# BLD and speedcubing



## cmhardw (Apr 11, 2008)

Hi everyone,

Ok this may sound like a dumb question, but I want to ask how those who practice both BLD cubing and speedcubing frequently handle the fact that the pacing is so different between the two? For BLD I find that I achieve my fastest times on average when I memo at what feels to me like 75% speed. By fastest I mean including solves with recall delays. I have found that when I memo at 75% speed that I very rarely have recall delays that are 30 seconds or longer. If I memo at 90% speed I might get faster solves more often, but I also often get solves with recall delays of 60 seconds or longer.

Ok, for speedcubing I feel like I try to go nearer to 90-95% speed when solving. What messes me up is that I feel like when I do some speedsolves, then go back to BLD that I am still in "go 90-95% speed" mode and I get long strings of DNFs until I tell myself "wait this is BLD, so go back to 75% speed".

Also after doing lots of BLD solves when I switch over to speedcubing I sort of think "well I have to go a lot faster since speedcubing is faster than 75% speed" so I end up often going way too fast and can't look ahead.

Does anyone else have any similar issue? I've heard of people who focus on BLD, like me, in the past saying that it messes with their speedcubing. I think this is starting to happen to me. I am so used to the pacing of BLD from practicing it all the time, and I think I'm forgetting the pacing for speedcubing to some extent. I know practice practice practice will fix this issue. But, it would be nice to know if others experience the same thing, and that I'm not the only one ;-)

Thanks for any tips from others who have a more balanced BLD/speedcubing practice regimen than I do lol ;-)

The reason I ask is that I came very close to my long term goal of getting sub-15 average for 3x3x3 in competition, but lost it because I was stupid and got a +2 penalty on one of my solves. I now have renewed interest in speeding up my 3x3 for this reason.

Chris


----------



## Mike Hughey (Apr 11, 2008)

I'm probably not good enough to be of that much help to you, Chris, but I have noticed something similar. It seems to me that I go through good speedcubing weeks (for speedcubing especially, "good" is a relative term for me ), which are almost always bad BLD weeks, and then I go through good BLD weeks, which are almost always bad speed weeks. Last week for me was a good speed week (see my Chattahoochee results), and a VERY bad BLD week. This week has been a pretty good BLD week (especially my 21:17 5x5x5! and also my recent success with M2 on 3x3x3), and a VERY bad speed week (you'll see when I post my weekly competition times!). And the funny thing is that I probably practiced speed more this week than I did BLD (which is a little unusual for me). I think I ran into some of the problem you mention of trying to go too fast for speed, and then not looking ahead well enough.

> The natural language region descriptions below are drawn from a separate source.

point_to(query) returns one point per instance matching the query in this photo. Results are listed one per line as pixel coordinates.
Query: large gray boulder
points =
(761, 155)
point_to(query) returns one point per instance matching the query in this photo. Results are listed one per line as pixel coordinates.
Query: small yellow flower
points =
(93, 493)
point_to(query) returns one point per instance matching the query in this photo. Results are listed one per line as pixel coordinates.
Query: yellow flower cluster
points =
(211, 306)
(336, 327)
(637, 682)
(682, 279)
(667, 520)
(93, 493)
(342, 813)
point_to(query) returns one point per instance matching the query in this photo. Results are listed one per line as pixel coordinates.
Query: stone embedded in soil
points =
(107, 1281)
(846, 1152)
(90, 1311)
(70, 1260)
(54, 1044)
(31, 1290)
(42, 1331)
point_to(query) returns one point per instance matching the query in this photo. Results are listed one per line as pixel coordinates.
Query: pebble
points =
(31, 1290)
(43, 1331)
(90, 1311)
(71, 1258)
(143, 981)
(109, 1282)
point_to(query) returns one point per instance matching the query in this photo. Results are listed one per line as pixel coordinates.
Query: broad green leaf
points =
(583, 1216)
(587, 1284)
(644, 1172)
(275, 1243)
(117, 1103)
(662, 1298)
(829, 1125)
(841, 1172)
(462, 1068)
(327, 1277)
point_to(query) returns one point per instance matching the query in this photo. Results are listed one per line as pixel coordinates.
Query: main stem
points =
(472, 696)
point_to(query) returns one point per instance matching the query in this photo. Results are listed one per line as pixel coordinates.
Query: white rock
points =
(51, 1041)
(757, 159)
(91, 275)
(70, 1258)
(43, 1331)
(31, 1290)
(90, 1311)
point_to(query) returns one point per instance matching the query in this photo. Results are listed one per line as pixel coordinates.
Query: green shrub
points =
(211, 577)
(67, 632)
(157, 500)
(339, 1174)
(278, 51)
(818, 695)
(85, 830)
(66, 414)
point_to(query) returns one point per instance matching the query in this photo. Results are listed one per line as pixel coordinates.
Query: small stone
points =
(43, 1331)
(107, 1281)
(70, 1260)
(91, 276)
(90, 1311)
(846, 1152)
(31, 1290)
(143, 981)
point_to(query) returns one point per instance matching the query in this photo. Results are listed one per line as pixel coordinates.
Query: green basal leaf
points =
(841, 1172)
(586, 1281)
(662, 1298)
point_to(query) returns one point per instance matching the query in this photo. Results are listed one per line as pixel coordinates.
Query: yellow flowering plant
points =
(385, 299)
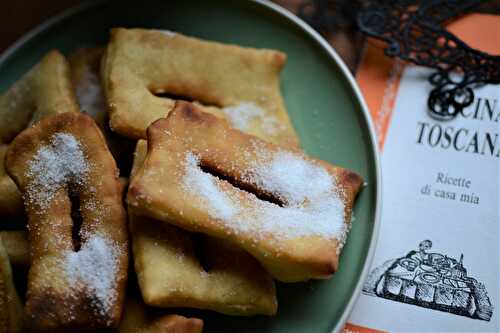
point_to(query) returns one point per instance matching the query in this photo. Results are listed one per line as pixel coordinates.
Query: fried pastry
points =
(171, 274)
(45, 90)
(11, 312)
(137, 318)
(17, 247)
(85, 68)
(77, 224)
(11, 203)
(238, 83)
(289, 211)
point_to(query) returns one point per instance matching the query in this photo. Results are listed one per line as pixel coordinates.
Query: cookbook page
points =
(436, 267)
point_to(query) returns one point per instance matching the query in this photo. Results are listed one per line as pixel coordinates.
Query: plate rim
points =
(279, 10)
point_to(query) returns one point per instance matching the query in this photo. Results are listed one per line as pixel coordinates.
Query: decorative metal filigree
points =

Before my 3x3x3 solves, though, I did an average of 50, and got around 30 seconds in my solves (which is respectable for me), so just lots of warming up did seem to help. Hard to do that in a competition, though.

I also have the problem that my practice isn't so balanced. I probably had a balanced week this week, but that's very unusual - I'm usually more like 80% BLD.

I will also agree that a slightly more leisurely pace for memo on BLD is helpful. And a very steady tempo in solving as well; if I try to go too fast I start making mistakes. Since Chattahoochee I've been having problems with 4x4x4 BLD in that I'm trying to go too fast on solving, and I make mistakes - I've been able to backtrack and fix them, usually, but they wind up taking way too long; I haven't had anything near a stackmat solve since the week before the competition. But for some reason my 5x5x5 pace has been better this week. I'm not sure why.

I guess one of the next things to do is to actually start practicing switching back and forth, so we can get good at that. I love competing in every event that I'm allowed to compete in, so it would probably be very helpful if I could learn to do that well.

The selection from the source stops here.